Le professeur Philippe Batel, addictologue et membre de l’Inpes, l’institut national de prévention et d'éducation pour la santé, estime sur RMC que l'État doit prendre en main la culture et la commercialisation du cannabis. Explications.
Le professeur Philippe Batel, addictologue et membre de l’Inpes, l’institut national de prévention et d'éducation pour la santé, ce lundi sur RMC. - RMC
On ne peut évidemment que se féliciter de la saisie record de 7 tonnes de cannabis dans trois fourgons à Paris, dans la nuit de samedi à dimanche. Mais aussi rappeler que derrière l’affichage de cette saisie record, les services de l’État interceptent moins de 5% du trafic de cannabis. Et rappeler, également, comme le fait le professeur Philippe Batel, addictologue, que les jeunes français sont depuis plusieurs années parmi les plus gros fumeurs de cannabis en Europe. Selon le dernier rapport (2014) de l’observatoire européen des drogues et des toxicomanies, les jeunes Français de 15 à 34 ans sont 17,5% à consommer du cannabis.

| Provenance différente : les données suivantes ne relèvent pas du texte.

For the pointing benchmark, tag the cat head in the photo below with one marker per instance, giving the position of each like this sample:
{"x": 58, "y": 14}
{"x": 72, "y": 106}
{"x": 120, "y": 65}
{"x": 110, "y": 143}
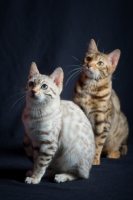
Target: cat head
{"x": 41, "y": 88}
{"x": 97, "y": 65}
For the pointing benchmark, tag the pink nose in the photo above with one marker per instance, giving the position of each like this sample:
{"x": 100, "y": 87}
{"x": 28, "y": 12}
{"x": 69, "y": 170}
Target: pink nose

"Plus de 80 pays ont modifié leur législation, et pas la France"
Invité ce lundi de Jean-Jacques Bourdin, le professeur Philippe Batel a plaidé pour une mesure radicale pour casser les trafics et diminuer le nombre de consommateurs: que ce soit l'État qui prenne les rênes de la commercialisation du cannabis.

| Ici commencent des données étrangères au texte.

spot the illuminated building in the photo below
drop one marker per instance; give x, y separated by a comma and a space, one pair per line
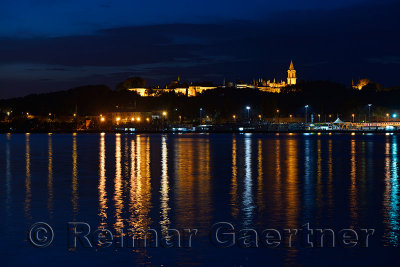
275, 87
194, 89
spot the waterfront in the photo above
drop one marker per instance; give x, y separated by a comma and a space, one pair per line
193, 181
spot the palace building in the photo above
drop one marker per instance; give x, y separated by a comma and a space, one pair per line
275, 87
193, 89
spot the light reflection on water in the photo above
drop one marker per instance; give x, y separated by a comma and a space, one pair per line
191, 181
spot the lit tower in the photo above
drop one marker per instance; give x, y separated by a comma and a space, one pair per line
291, 74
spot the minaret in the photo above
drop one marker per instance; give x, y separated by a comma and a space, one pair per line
291, 74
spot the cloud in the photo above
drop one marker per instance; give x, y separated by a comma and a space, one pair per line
335, 45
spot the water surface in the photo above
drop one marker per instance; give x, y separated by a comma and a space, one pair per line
192, 181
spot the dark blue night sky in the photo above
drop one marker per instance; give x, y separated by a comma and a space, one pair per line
53, 45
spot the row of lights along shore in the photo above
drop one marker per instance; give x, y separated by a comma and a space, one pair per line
248, 108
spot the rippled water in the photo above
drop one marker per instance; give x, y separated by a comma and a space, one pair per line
192, 181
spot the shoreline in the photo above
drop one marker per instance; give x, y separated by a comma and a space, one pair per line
318, 132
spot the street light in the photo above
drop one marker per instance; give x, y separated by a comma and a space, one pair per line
369, 112
248, 112
306, 107
277, 113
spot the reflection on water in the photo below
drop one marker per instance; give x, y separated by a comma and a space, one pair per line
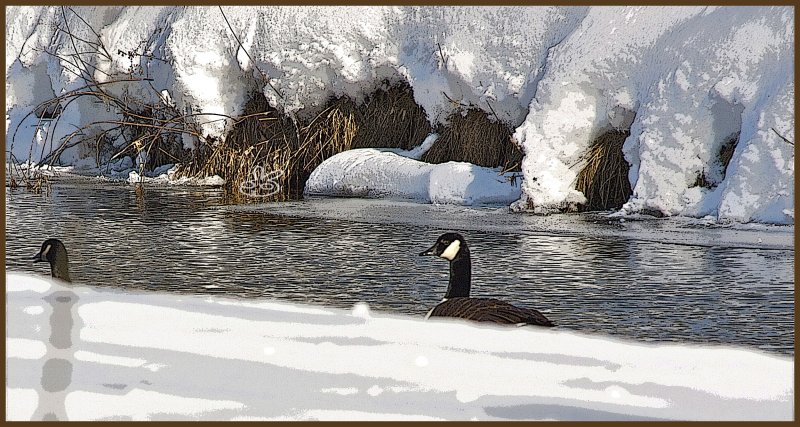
178, 240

Le directeur de la clinique Montevideo à Boulogne, dans les Hauts-de-Seine, part du constat que la politique répressive des gouvernements successifs ne porte pas ses fruits. "Il y a plus de 80 pays qui ont modifié leur législation, et nos politiques regardent passer les trains", ironise-t-il. Il met en avant trois scénarios. "Il y a d'abord le scénario espagnol, avec une dépénalisation complète.

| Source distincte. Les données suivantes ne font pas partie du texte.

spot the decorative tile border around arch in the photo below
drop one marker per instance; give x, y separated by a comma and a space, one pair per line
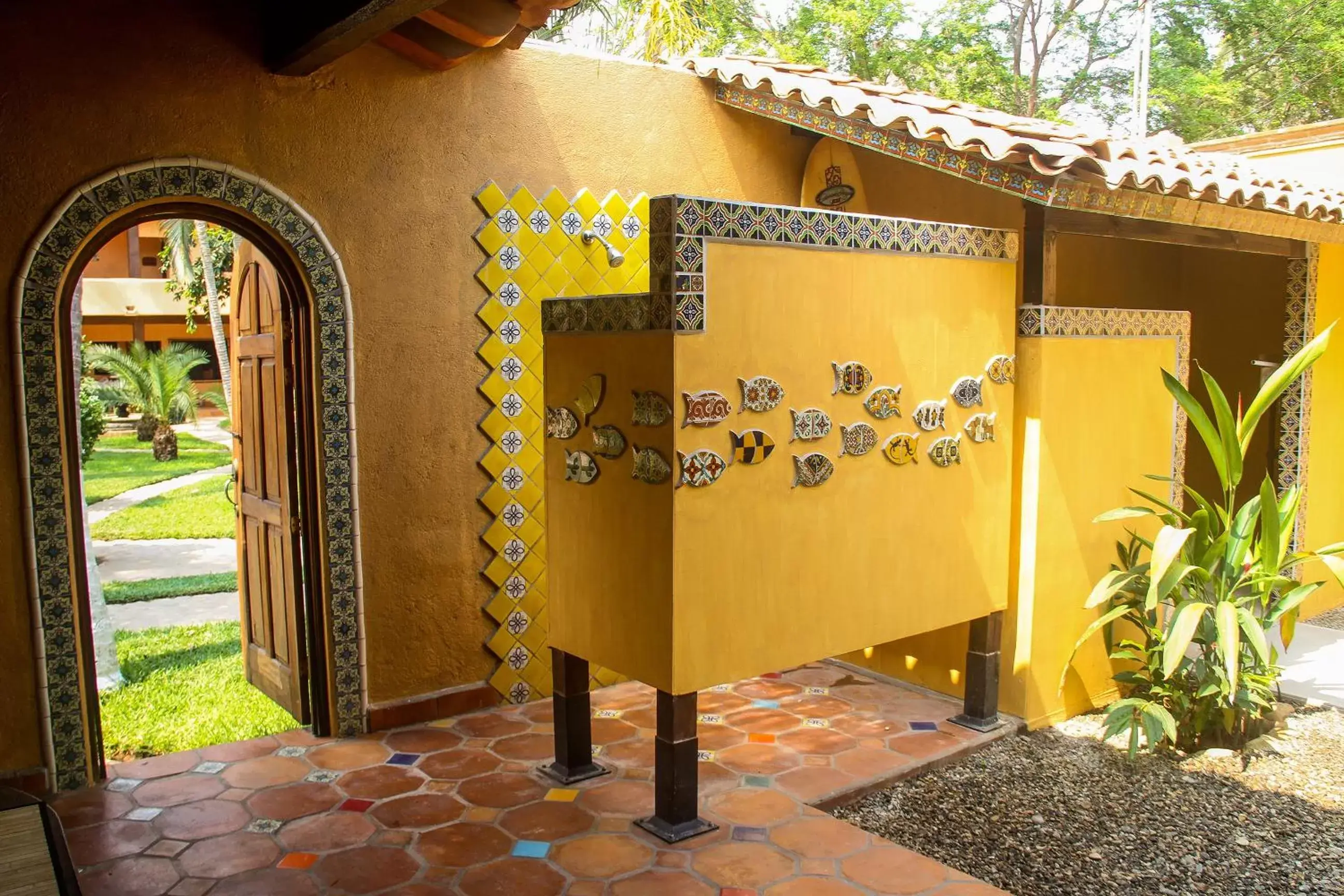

Sauf qu'on voit qu'il y a une hausse significative du nombre de consommateurs". "Il y a le scénario du Colorado où on laisse une concurrence ouverte avec des entreprises majeures qui vendent du cannabis", poursuit-il.
"Un monopole d'État rapporterait 2 milliards d'euros"
"Et puis, il y a le scénario qui m'apparaît responsable. C'est celui où l'État prend, de la production jusqu'à la vente, un monopole d'État, avec une taxation comme pour le tabac, explique l'addictologue. Et là, on augmente le prix pour (éviter une explosion du nombre de consommateurs), avec des recettes de l'État qui vont jusqu'à 2 milliards d'euros". Comment nos gouvernements peuvent s'asseoir sur 2 milliards d'euros, dont une partie pourrait être redistribuée pour soigner les patients ?", interroge Philippe Batel.
L'État qui commercialise le cannabis ? N'y a-t-il pas un effet d'encouragement ? Non, répond le professeur Philippe Batel. "Aujourd'hui, ce sont les dealers qui décident et qui ont le marché en main. Ça suffit. Il faut changer les choses. Le Vatican légalisera le mariage gay avant que la France ne bouge sur le cannabis !".
"Le Vatican légalisera le mariage gay avant que la France ne bouge"
Philippe Batel, est bien conscient que le trafic de drogue permet à certaines familles et quartiers défavorisés de survivre. "On pense que dans certaines banlieues 20% de la micro-économie vient du trafic", dit-il, mais il ajoute : "On voit bien, à Marseille et ailleurs, comment il y a derrière ça des problèmes de sécurité, et de l'argent public investi à perte et qui tombe dans un trou. Je voudrais qu'on ait une réponse pragmatique". Pas sûr que ce pragmatisme plaise aux gouvernements.